En novembre 2018, le rapport « Savoy-Sarr » est publié sous la demande d’Emmanuel Macron qui demande à Bénédicte Savoy et Felwine Sarr de réfléchir sur la question de la restitution des œuvres d’art africaines. Emmanuel Macron déclare par la suite qu’il souhaiterait que « d’ici cinq ans les conditions soient réunies pour des restitutions temporaires ou définitives du patrimoine africain en Afrique ». Cette question est épineuse et renvoie indiscutablement au fait colonial. Les œuvres d’art africaines sont estimées au nombre de 90 000 dont les trois quarts se situent au musée du Quai Branly. Toutefois, les enjeux juridiques ne sont pas à négliger. En effet, rappelons que les biens culturels africains que la France possède font partie de patrimoine national et sont ainsi protégés par les principes de l’insaisissabilité, inaliénabilité et imprescriptibilité. Une modification du code du patrimoine est donc attendue afin que cette entreprise de restitution puisse se faire en toute légalité. D’ailleurs, lorsqu’une sénatrice a présenté un projet de loi en 2008 afin de restituer les têtes maories à la Nouvelle Zélande, le ministre de la culture actuel rappelait que l’intérêt mis en jeu de restituer ces biens sacrés était plus important que la loi. On peut estimer que la France poursuivra sur cette lignée pour ce qui est du continent africain. Les enjeux patrimoniaux sont présents du côté de la France et de l’Afrique mais il parait que les prétentions africaines sont plus légitimes. Les deux professeurs réaffirment qu’une réparation (ici la restauration) survient nécessairement lorsqu’un préjudice a été causé, soit ici, la spoliation des peuples colonisés. La relation que les populations africaines tiennent avec eux relèvent de pratiques niées et d’une identité culturelle propre qui ne peut se communiquer. Les œuvres restituées pourraient être préservées dans de nombreux musées nationaux africains construits après l’indépendance. Le Bénin, qui a demandé la restitution de vingt six objets en bronze, a pour projet de construire de nouveaux musées consacrés à la civilisation africaine. Dans certains pays comme le Tchad, l’enjeu est autant symbolique que pratique : la restitution est une opportunité pour diversifier la collection permanente et permettre aux visiteurs de découvrir des œuvres inédites. Le 6 novembre 2018, Dakar inaugure à son tour le musée des civilisations noires.
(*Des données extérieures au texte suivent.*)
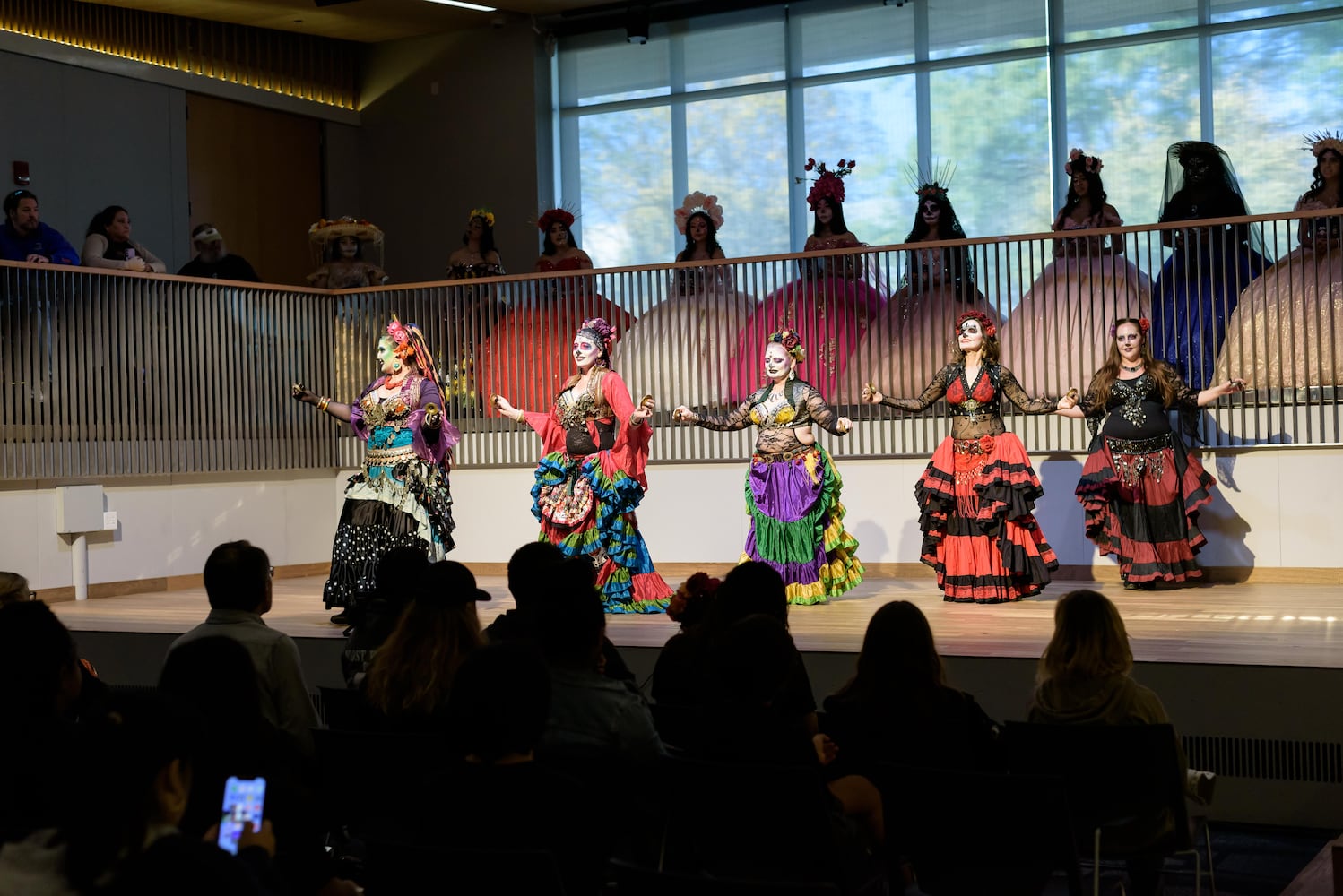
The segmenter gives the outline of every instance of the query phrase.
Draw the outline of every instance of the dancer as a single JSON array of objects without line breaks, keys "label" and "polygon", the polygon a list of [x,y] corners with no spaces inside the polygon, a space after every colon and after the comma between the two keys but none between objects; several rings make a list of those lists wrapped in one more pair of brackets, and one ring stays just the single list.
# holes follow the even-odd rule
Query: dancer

Si la restitution des biens culturels africains en Afrique est symbolique, elle peut avoir un véritable enjeu diplomatique. En effet, au-delà d’une réappropriation culturelle, il serait tout à l’avantage de l’Afrique de s’ouvrir au monde par la promotion de ses biens et faire connaître ses œuvres à travers le monde par des partenariats avec différentes institutions étrangères. D’ailleurs, sur le site du ministère français de la culture on peut trouver cette affirmation éclairante : « Les prêts et les dépôts d’œuvres d’art répondent à un enjeu de connaissance et à une exigence d’accès partagé à la culture. A ce titre, ils font partie des missions fondamentales et historiques des musées. »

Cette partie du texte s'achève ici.